The study is in compliance with the institutional ethical guidelines. Written informed consent was obtained from patient for publication for this case report. A copy of the written consent is available for review by the Editor-in-Chief.

Discussion

Safety and efficacy of bilateral simultaneous PCNL for management of bilateral kidney stones has been reported. However, in all such situations where bilateral simultaneous endourological procedure is contemplated, a major limitation is related to the stone bulk. In most of the these studies, operating time and estimated blood loss during the side operated first are the deciding factors before proceeding with contralateral stone surgery [6]. Large stone bulk often requires longer nephroscopy leading to potential risk for absorption of large volume of fluids and sometimes even hypothermia [7]. In many cases of large stone bulk, multiple punctures are required which result in greater risk for renal parenchymal injury or excessive perioperative bleeding [8]. Because of all the above safety concerns, staged procedure is often performed in patients with large stone bulk in the kidney.

Laparoscopic pyelolithotomy (LPL) is more advantageous in certain cases of solitary large stone in extrarenal pelvis. Even minor extensions of stone into the calyces can be dealt with by extending the incision, thus removing the stone intact and preventing possible recurrence due to clinically insignificant residual fragment. In case of any secondary stones in minor calyces, flexible instruments can be used through the laparoscopic port and calyceal stones can be retrieved using grasper or stone basket [9].

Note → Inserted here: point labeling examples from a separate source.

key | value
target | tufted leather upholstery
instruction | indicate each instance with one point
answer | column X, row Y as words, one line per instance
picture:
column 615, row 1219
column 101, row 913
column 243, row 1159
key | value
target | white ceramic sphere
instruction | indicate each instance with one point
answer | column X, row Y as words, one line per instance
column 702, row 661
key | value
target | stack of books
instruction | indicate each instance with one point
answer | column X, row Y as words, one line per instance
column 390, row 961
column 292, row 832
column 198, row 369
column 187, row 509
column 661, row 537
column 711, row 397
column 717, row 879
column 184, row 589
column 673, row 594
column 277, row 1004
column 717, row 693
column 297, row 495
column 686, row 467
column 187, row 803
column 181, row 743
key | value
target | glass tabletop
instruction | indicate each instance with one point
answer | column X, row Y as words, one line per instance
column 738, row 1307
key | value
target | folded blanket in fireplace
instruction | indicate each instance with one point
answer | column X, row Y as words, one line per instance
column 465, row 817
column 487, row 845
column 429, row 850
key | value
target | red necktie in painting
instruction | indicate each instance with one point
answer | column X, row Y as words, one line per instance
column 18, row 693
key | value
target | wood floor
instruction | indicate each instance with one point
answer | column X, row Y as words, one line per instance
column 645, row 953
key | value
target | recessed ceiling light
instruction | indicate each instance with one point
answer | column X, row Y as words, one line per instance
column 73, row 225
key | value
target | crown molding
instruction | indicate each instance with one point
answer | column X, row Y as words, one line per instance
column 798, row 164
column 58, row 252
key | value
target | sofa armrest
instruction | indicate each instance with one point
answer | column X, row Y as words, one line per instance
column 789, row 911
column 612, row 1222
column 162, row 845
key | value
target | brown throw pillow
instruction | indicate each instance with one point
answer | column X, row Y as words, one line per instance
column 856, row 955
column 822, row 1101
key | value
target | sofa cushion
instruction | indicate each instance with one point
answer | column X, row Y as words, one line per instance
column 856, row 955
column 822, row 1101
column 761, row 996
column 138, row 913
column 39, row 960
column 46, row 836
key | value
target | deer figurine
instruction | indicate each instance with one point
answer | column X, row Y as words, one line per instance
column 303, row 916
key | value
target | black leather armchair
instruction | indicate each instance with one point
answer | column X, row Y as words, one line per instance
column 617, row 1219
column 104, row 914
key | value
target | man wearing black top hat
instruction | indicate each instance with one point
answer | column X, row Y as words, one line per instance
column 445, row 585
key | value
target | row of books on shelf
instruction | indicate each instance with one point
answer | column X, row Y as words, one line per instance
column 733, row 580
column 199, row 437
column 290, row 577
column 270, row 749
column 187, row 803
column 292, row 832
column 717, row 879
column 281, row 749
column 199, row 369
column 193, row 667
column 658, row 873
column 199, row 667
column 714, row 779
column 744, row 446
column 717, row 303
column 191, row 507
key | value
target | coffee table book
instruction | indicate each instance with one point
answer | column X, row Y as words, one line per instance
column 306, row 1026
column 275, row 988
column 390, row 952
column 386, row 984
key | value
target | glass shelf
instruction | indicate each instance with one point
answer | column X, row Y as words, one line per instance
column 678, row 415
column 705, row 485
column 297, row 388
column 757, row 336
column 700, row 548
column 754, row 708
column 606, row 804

When compared with PCNL, one outstanding advantage of LPL is that it is harmless to the parenchyma; therefore, lesser risk of bleeding compared to PCNL. This is particularly advantageous in dealing with bulky stone in solitary functioning kidney or in kidneys with compromised renal functions [10]. Also, PCNL requires disintegration of the stone, which may leave some residual fragment and subsequently require secondary procedures (relook PCNL, ESWL) for complete clearance. Multiple procedures not only increase the morbidity but also have cost implications. Wang et al. [11] in a meta-analysis assessed the effectiveness and safety of LPL for surgical management of solitary large renal pelvic calculi and found it more advantageous in terms of bleeding, post-operative fever, hemoglobin level and stone-free rates compared to PCNL. LPL definitely has a role in patients with morbid obesity who could not be positioned in prone position [11]. Given the known advantages that the robotic system affords, robotic stone surgery may extend a role to more patients with staghorn renal calculi as a minimally invasive alternative to percutaneous technique [5]. Spectrum of robotics is further increased with the utilization of robotic ultrasound probe as an aid to identify calculi within the kidney or with the use of flexible cysto-nephroscope through the working ports to explore the entire pelvicalyceal system [12, 13]. Simultaneous bilateral robotic procedures on kidney have been described earlier, both in children and adults [14, 15]. Frileich et al. [15] utilized robotic-assisted laparoscopic surgery in children with bilateral pelvi-ureteric junction obstruction utilizing four ports only. They concluded that it provides an effective method of managing patients with bilateral UPJ obstruction avoiding the burden and morbidity of performing stage surgeries.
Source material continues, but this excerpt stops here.